Time Travel: LLM-Assisted Semantic Behavior Localization with Git Bisect
Yujing Wang, Weize Hong
TL;DR
The paper tackles semantic fault localization in Git bisect under real-world noise by integrating LLMs into the commit-by-commit traversal and employing structured chain-of-thought prompts to justify decisions. A two-stage fine-tuning workflow with QLoRA (global semantic fine-tuning plus repository-specific fine-tuning) and weak supervision enables robust commit-level reasoning over diffs, achieving a reported increase in bisect success from $74.2\%$ to $80.6\%$ and up to a 2x reduction in average bisect time. The study includes model selection benchmarks, a formal prompting framework with a JSON output schema, and a 32-run end-to-end evaluation across three repositories, supported by statistical significance ($p < 0.01$) and a developer-time study showing substantial productivity gains. The work demonstrates practical improvements for automated debugging pipelines in forked/downstream development contexts and outlines future directions for domain-adaptive prompting and larger-scale dataset curation. All mathematical notation is presented with proper delimiters, e.g., $O(\log n)$ and $\{0,1\}$.
Abstract
We present a novel framework that integrates Large Language Models (LLMs) into the Git bisect process for semantic fault localization. Traditional bisect assumes deterministic predicates and binary failure states assumptions often violated in modern software development due to flaky tests, nonmonotonic regressions, and semantic divergence from upstream repositories.

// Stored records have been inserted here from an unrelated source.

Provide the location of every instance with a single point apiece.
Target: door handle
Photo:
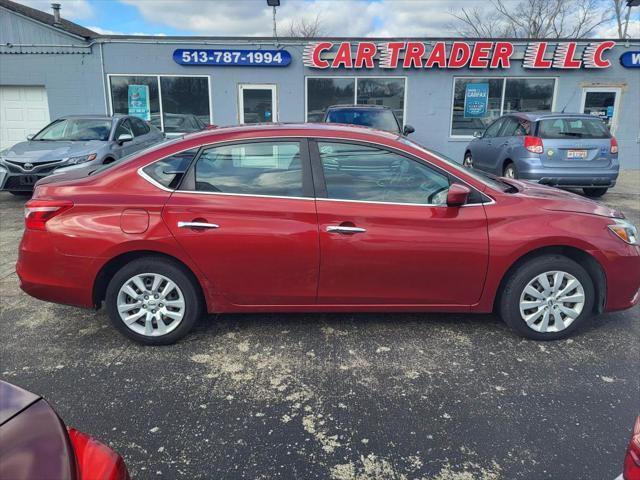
(197, 225)
(341, 229)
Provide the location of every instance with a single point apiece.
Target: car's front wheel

Our system augments bisect traversal with structured chain of thought reasoning, enabling commit by commit analysis under noisy conditions. We evaluate multiple open source and proprietary LLMs for their suitability and fine tune DeepSeekCoderV2 using QLoRA on a curated dataset of semantically labeled diffs. We adopt a weak supervision workflow to reduce annotation overhead, incorporating human in the loop corrections and self consistency filtering. Experiments across multiple open source projects show a 6.4 point absolute gain in success rate from 74.2 to 80.6 percent, leading to significantly fewer failed traversals and by experiment up to 2x reduction in average bisect time. We conclude with discussions on temporal reasoning, prompt design, and finetuning strategies tailored for commit level behavior analysis.